Les cabinets des médecins généralistes trouvent de moins en moins preneur. Keystone

De moins en moins de jeunes médecins aspirent à une carrière de médecin de famille. La situation pourrait prendre des dimensions graves. Témoignage inquiet d’un généraliste, alors que sur la Place fédérale de Berne, ses collègues ont manifesté jeudi pour faire part de leur malaise.

Ce contenu a été publié le 31 mars 2011 - 14:15
Etienne Strebel, swissinfo.ch

Le cabinet du Docteur Bruno Kissling se situe dans un immeuble discret du quartier d’Elfenau à Berne. Cela fait trente ans qu’il y exerce son métier de médecin de famille. N’est-ce pas le temps de penser à la retraite?

«J’ai maintenant 62 ans et j’appartiens au groupe important des médecins qui ont 55 ans et plus. J’ai encore très envie de travailler et je ne peux m’imaginer arrêter à 65 ans. J’ai fixé mon horizon temporel pour ma retraite à 68 ans. Je ne pense pas que l’envie cesse à cet âge, mais un jour ou l’autre on commence à perdre la force nécessaire», dit Bruno Kissling.

Avec les taux de départs à la retraite actuels, la moitié des médecins de famille se retireront d’ici 2016 et 75% d’ici 2021. Or la relève est très faible: seuls 10% environ des étudiants en médecine ont l’intention de devenir généraliste.

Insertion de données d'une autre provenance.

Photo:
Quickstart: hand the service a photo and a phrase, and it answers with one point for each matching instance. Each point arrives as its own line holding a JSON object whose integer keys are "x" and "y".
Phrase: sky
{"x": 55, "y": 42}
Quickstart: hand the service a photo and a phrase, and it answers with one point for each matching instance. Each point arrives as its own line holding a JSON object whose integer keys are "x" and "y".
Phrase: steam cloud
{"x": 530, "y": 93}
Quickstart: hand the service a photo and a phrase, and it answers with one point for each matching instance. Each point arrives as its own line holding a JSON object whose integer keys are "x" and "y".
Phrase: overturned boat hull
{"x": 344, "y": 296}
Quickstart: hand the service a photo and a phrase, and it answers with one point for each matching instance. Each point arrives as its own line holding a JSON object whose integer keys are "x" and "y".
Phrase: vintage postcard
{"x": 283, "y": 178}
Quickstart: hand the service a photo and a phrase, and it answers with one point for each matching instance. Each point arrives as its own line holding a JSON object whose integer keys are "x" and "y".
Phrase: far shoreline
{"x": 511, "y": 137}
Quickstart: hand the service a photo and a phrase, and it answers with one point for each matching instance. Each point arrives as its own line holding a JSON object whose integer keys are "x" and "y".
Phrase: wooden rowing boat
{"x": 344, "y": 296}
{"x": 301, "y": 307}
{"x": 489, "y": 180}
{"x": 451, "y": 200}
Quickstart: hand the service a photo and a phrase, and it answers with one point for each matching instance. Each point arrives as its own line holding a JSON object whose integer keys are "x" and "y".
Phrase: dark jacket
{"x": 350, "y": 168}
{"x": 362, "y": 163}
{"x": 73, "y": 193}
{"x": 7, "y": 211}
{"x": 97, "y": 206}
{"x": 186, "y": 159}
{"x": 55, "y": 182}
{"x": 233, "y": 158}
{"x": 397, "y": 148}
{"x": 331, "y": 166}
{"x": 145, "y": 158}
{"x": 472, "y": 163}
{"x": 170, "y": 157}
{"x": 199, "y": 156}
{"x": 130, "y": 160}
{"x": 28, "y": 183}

Pour sensibiliser le public à ce problème, Médecins de famille Suisse, l’association professionnelle des généralistes et des pédiatres, lance sur la Place fédérale une campagne pour défendre l’initiative «Oui à la médecine de famille».

Stratégie de succession

Le risque d’une pénurie de généralistes préoccupe aussi Bruno Kissling: «Je n’ai pas déterminé les modalités de ma succession, mais j’ai une stratégie». Il pense regrouper les cabinets de collègues qui désirent collaborer. «De cette manière, nous pourrions élargir les structures et permettre la participation de jeunes médecins qui veulent travailler à temps partiel.»

Cette stratégie en est à ses débuts. «Il y a des obstacles. A mon âge, on hésite à investir dans une affaire dont on ne pourra pas s’occuper longtemps». Malgré cela, il est d’avis que les vétérans doivent s’engager, car pour les jeunes, il est difficile de constituer un cabinet de groupe à partir de rien. «Il nous appartient à nous aussi de participer à la nécessaire rénovation des structures.»

Relations humaines

S’il était aujourd’hui étudiant, Bruno Kissling choisirait-il de nouveau la médecine de famille? «Oui. Je ne m’imagine pas exercer un autre métier. C’est comme ça depuis mon enfance.»

Bruno Kissling accorde beaucoup d’importances aux relations interpersonnelles qui s’établissent dans la durée. «Les spécialistes n’ont que des contacts ponctuels avec le patient. Il n’y a que dans la médecine de famille que l’on peut accompagner quelqu’un pendant 10 ou 20 ans.»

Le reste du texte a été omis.